Quanto daquilo que ouvimos no álbum foi gravado nessa primeira sessão e quanto é que foi feito depois?

[Ignacio] Essa primeira sessão foi apenas uma live session, nós não gravámos. Nós tocámos mais três ou quatro concertos e tocámos um em Edimburgo e gravámos antes desse concerto. Eu disse, “porque é que não gravas este ensaio?” Seis meses depois — e nós nem ouvimos essa gravação –, fomos para um parque com uma coluna bluetooth e tocámos o que tínhamos feito no ensaio [risos]. E soou muito bem. Decidimos torná-lo num álbum. Mas muito do som vem dessa sessão. Grande parte das performances de saxofone, as vozes.

[Tom] Electrónica gravada ao vivo.

[Ignacio] Houve muita coisa que não pudemos mudar por causa da maneira como foram feitos. Acho que essa é uma energia muito fixe para ter numa gravação — gosto de como as coisas soam mais vivas quando não são muito produzidas. Nós ouvimos essa gravação e tem algo. Foi um bom ponto de partida.

[Tom] Sim, acho que não conseguíamos recriar aquilo. Muito veio de um lugar para onde não consigo voltar. Os solos de saxofone… o som na “COAST” quando os drums entram, o saxofone nesse tema é tão alienígena. Não sei como o fizemos. E a maneira como o Ignacio está a tocar é fantástica. Nós tentámos refazer algumas coisas mas percebemos rapidamente que a magia estava naquela sessão. 

[Ignacio] Nós tentámos fazer tudo de novo de uma maneira mais limpa, mas não soou como deve ser. Preferimos como estava inicialmente. A primeira faixa era muito diferente, no entanto. Conseguimos levá-la para um sítio diferente. Depois há estes interlúdios todos, a quarta e a oitava faixa, que vieram de uma jam que nós fizemos com um sintetizador analógico que eu comprei a um amigo. 

Existe algo muito especial neste disco. Obviamente, vocês vêm de duas culturas diferentes, tanto musicalmente como em termos de linguagem. Mas vocês arranjaram uma maneira de comunicar e fazer essas duas experiências trabalharem realmente para criar algo novo. Eu sei que vocês são artistas e que não devem estar preocupados com rótulos, mas como descreveriam esta música que criaram juntos?

[Tom] Sim, é engraçado. Descrever música é sempre difícil. É interessante ver as outras pessoas a descreverem-na. Nós não pensámos em géneros ou como misturar as nossas diferentes influências.

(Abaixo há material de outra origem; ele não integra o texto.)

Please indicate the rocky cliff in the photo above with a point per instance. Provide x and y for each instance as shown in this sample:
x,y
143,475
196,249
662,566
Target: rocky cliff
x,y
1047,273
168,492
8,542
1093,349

Tudo aconteceu sem ser preciso falar. Nunca houve menções sobre géneros enquanto fazíamos a coisa.

[Ignacio] A “Burns” é lo-fi house. Outra anda à volta do jazz, mas não é jazz. 

[Tom] É muito cinematográfica. Parece música para filmes. Mas não é para nenhum filme que eu tenha visto [risos].

Se é de um filme, então de certeza que esse filme foi rodado em Londres.

[Ignacio] Sim, foi onde nos conhecemos.

E há outra coisa que eu quero mencionar, Ignacio, porque eu não sei o quão ligado estavas ao hip hop antes disto, mas — e existem muitos textos que abordam o facto do saxofone ser muito próximo da voz humana — há faixas em que parece que tu estás a rappar através do saxofone. Isso faz algum sentido?

[Ignacio] Sim, faz sentido. Eu acho que algumas disciplinas precisam de se misturar com outras. Eu ouço música muito diversa e acho que o que enriquece a minha técnica é deixar essas coisas surgirem através de mim e, sim, provavelmente há muito disso. Eu tenho andado a tentar tocar em cima de rappers e sobre esses beats de grupos como A Tribe Called Quest. Eu meto sempre instrumentais deles. E sim, eu abordo a música ritmicamente como se estivesse a rappar. Provavelmente é mais fácil rappar com o saxofone do que com palavras. 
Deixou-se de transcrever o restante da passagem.